それは、私が母親として初心者で、まさに初心でいっぱいだったからだと思う。とにもかくにも、元気で生まれてきてくれて、ありがとう! 子どもが息をしているだけで、幸せだったし、感謝もした。
けれど人間というのは欲深いもので、「息をしているだけで嬉しい」などという初々(ういうい)しい感覚はだんだん薄れ、「はやくあるく」だの「じょうずにはなす」だの「えがうまい」だのを、神様からの贈り物として期待しはじめる。そのうちこれが「成績優秀」「スポーツ万能」「眉目秀麗(びもくしゅうれい)」「リーダーシップ」などになってゆくのかもしれない。

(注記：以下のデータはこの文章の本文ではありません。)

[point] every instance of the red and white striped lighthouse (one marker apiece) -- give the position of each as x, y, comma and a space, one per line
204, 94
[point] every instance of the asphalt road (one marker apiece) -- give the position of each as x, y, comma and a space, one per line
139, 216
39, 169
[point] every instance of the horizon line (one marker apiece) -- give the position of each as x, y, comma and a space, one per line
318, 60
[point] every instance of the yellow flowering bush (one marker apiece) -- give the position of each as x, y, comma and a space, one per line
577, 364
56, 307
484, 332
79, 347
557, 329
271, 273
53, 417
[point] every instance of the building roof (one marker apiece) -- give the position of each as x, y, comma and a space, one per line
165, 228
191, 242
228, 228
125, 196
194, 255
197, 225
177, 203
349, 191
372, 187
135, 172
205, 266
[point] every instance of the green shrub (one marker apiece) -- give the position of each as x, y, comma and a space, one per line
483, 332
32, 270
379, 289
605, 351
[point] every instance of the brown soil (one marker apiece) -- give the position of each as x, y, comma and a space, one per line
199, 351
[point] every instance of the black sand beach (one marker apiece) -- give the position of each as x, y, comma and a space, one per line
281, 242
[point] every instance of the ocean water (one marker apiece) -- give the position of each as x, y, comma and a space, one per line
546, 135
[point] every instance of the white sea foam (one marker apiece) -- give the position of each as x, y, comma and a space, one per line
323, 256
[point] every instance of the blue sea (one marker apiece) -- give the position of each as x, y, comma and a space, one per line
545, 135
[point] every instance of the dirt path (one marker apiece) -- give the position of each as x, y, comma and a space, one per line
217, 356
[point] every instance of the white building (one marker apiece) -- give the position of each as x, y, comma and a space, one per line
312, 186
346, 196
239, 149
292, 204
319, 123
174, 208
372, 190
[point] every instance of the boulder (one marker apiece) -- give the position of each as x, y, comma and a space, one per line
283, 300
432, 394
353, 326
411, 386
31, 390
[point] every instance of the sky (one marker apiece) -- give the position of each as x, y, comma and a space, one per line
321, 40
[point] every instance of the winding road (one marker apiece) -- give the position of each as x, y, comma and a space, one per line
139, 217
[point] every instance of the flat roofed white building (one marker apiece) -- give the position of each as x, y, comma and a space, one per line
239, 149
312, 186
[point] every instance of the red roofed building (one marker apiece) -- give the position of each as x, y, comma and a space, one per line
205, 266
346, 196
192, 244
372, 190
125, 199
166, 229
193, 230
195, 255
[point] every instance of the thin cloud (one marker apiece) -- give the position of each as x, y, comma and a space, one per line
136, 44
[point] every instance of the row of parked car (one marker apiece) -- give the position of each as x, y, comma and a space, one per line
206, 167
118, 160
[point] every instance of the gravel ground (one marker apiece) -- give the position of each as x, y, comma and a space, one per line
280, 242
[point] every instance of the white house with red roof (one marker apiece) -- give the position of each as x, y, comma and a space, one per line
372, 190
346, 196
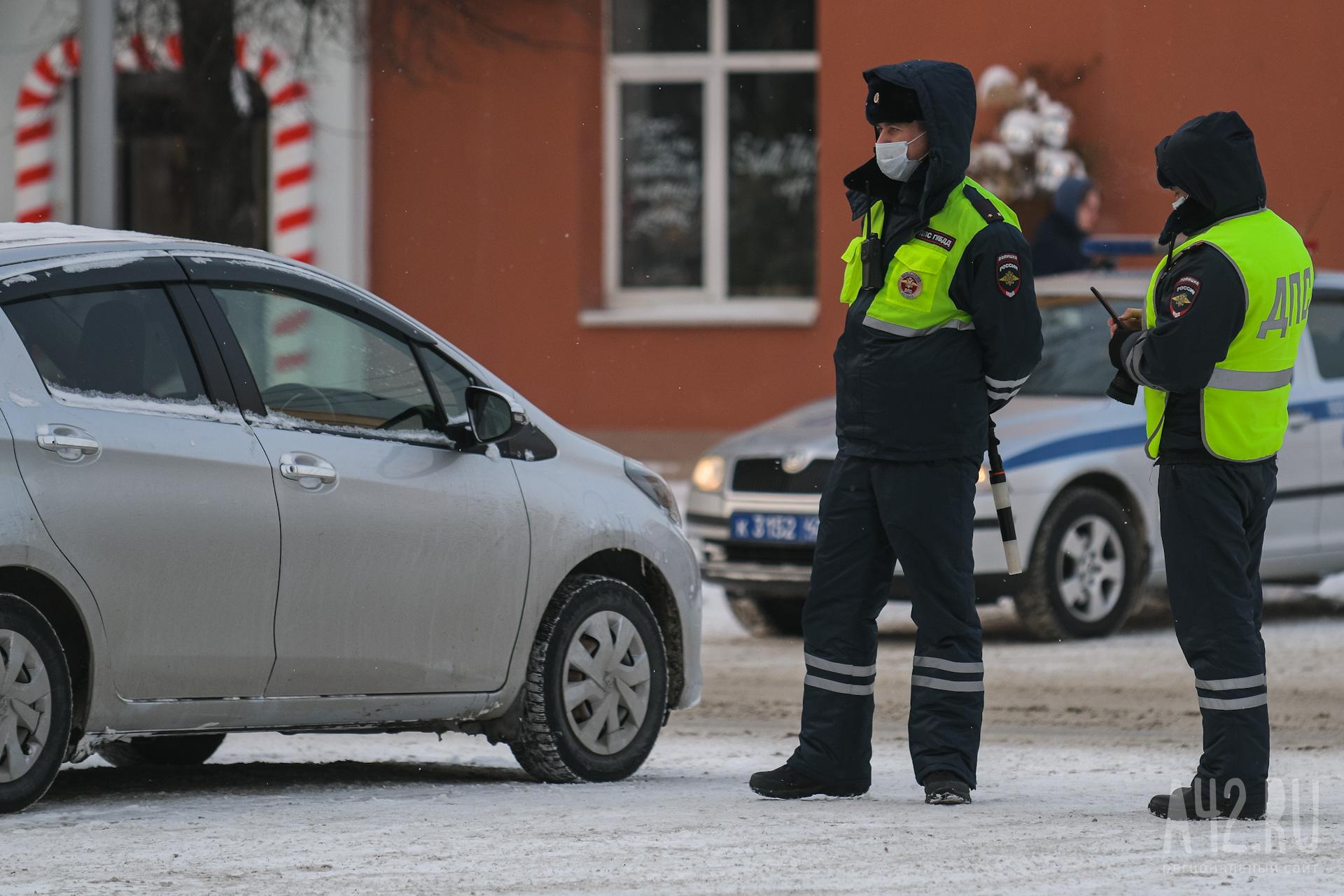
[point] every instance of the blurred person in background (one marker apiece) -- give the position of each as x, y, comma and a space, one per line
1058, 246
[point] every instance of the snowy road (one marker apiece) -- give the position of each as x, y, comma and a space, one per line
1077, 738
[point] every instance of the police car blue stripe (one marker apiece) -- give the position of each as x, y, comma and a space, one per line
1085, 444
1135, 435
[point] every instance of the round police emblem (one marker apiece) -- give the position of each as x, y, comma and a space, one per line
910, 284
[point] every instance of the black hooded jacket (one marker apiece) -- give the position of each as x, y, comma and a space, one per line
929, 397
1212, 159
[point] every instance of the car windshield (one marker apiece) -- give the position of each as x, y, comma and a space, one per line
1074, 360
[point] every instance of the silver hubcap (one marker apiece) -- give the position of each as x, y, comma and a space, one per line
606, 682
1091, 568
24, 706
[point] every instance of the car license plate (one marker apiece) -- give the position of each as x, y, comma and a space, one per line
774, 527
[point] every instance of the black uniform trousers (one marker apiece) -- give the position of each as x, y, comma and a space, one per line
873, 514
1212, 519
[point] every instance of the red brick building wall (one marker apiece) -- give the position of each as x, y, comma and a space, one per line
487, 179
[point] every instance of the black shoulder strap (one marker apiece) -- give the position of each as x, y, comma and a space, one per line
987, 209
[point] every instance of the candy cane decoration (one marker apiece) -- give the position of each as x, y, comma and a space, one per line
290, 130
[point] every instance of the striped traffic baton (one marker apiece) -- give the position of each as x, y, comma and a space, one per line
1003, 504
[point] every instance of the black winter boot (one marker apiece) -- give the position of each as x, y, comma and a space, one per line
787, 782
945, 789
1180, 805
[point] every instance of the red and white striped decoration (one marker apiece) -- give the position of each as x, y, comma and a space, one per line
290, 130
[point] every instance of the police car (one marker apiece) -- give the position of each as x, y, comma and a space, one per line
1084, 493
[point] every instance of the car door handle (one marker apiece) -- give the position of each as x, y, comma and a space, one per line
305, 466
66, 441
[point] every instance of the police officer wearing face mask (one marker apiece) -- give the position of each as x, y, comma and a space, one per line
1214, 348
942, 330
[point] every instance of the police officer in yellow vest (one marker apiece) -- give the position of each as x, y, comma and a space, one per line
1214, 349
942, 328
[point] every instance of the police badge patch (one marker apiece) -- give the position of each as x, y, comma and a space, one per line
1008, 273
910, 284
1183, 298
937, 238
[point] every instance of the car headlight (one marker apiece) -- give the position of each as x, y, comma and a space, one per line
655, 486
708, 473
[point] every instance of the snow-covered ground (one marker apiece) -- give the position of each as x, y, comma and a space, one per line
1078, 736
407, 814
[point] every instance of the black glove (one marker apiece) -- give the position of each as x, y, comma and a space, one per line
1123, 388
1117, 343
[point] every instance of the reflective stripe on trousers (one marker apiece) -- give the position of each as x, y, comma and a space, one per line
1224, 685
851, 680
932, 672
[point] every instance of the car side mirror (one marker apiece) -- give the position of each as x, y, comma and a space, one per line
493, 415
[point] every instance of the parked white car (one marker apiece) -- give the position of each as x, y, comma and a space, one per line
1084, 493
241, 495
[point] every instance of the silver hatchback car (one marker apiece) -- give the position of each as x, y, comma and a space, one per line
241, 495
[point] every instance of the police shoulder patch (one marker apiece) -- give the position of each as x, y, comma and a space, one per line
1183, 296
1008, 273
937, 238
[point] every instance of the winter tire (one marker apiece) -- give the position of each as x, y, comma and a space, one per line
597, 685
768, 615
1086, 568
35, 704
168, 750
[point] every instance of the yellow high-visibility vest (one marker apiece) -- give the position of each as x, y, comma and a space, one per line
1243, 410
913, 300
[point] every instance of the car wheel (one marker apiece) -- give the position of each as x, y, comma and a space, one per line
35, 704
168, 750
768, 615
597, 685
1086, 568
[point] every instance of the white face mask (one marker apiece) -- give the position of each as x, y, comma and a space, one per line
892, 160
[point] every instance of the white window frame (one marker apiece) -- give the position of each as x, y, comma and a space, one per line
679, 305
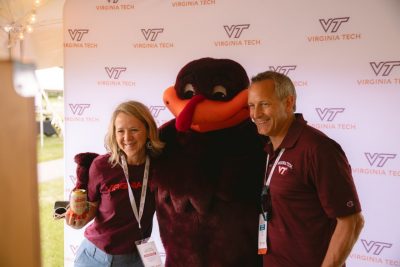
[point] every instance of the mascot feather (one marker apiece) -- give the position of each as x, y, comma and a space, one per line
209, 178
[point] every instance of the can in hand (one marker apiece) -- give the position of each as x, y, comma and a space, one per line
78, 201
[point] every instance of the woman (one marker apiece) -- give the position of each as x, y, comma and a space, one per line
121, 218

来月、息子は四歳になる。久しぶりにこの絵本を一緒に読んでみると、心が洗われるようだった。「よくわらう」や「うたがすき」を「おくりもの」として感じられる心を、忘れずにいたいものだなあと思う。
ただ読んでやるだけでは、物足りなさそうなので、「たくみん(息子の愛称)は、かみさまから、なにをもらったかな?」と聞いてみた。
「うーんとね、げんきでしょ、かっこいいでしょ、おどりがじょうずでしょ……」。意外と自信家だ。一番うしろに白いページがあるので、そこに書き出してやると、夢中になってつけ加えてくる。「やさしいでしょ、よくねるでしょ、ごほんがすきでしょ……」
「いっぱいあるねえ。じゃあ、おかあさんはなにをもらったと思う?」
「やさしい」とか「りょうりがじょうず」とかを密(ひそ)かに期待していたのだが、息子は自分のときとは違って、なかなか口を開かない。
「おかあさん、じつは『たんかがじょうず』をもらったんだよ」と冗談(じょうだん)めかして言うと、「それは、しってる」と軽く受け流されてしまった。そしてしばらくして、息子はこう言った。
「わかった! おかあさんがもらったのは『たくみんが、うまれる』じゃない?」
この答えを、私は一生忘れないだろう。もしかしたら、これこそが、この絵本が伝えたいことだったのかもしれない、と思った。